2. Monitor your payroll system closely

Your payroll can be one of the biggest expenses for your business, and there are a number of legal and tax implications that come with paying employees. According to the U.S. Small Business Administration, it's important to not only monitor your payroll system closely, but also to ensure you are falling in line with the guidelines set out by the following:

  • Internal Revenue Service
  • Nevada Department of Taxation
  • Worker's compensation
  • Wage and hour laws
  • Social Security Administration
  • Unemployment insurance

3. Taxes

Small business owners have several advantages when it comes to filing their taxes, but claiming lucrative credits and writing off deductions requires you to document all your expenses down to the penny. According to the IRS, small business owners who plan to claim tax benefits should keep records that detail the following: gross receipts, purchases, expenses, travel, transportation and gift costs, assets and employment taxes. All of these categories will come into play when it's time to file your business taxes.  Insufficient or inadequate information may not only make it more difficult for you to file, but you also may miss out on sizable tax benefits.
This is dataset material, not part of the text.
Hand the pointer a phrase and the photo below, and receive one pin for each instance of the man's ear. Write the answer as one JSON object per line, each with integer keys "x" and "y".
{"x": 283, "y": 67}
As a business owner, you may qualify for several benefits, depending on a variety of factors, so look into different credits and deductions to find out which ones you are eligible to claim. They may include charitable contributions, new equipment costs, transportation and entertaining, home office deductions, auto expenses, capital expenses and professional and legal fees. As always, contact your tax advisor for deductibility of items.  Lastly, it's important to have a seasoned group of financial professionals at your disposal, especially if you are a first-time business owner. Conduct thorough reviews on all professionals who are handling the financial side of your company, ranging from advisers and bookkeepers to CPAs and accountants.

The information provided is presented for general informational purposes only and does not constitute tax, legal or business advice. Any views expressed in this article may not necessarily be those of Nevada State Bank, a division of ZB, N.A.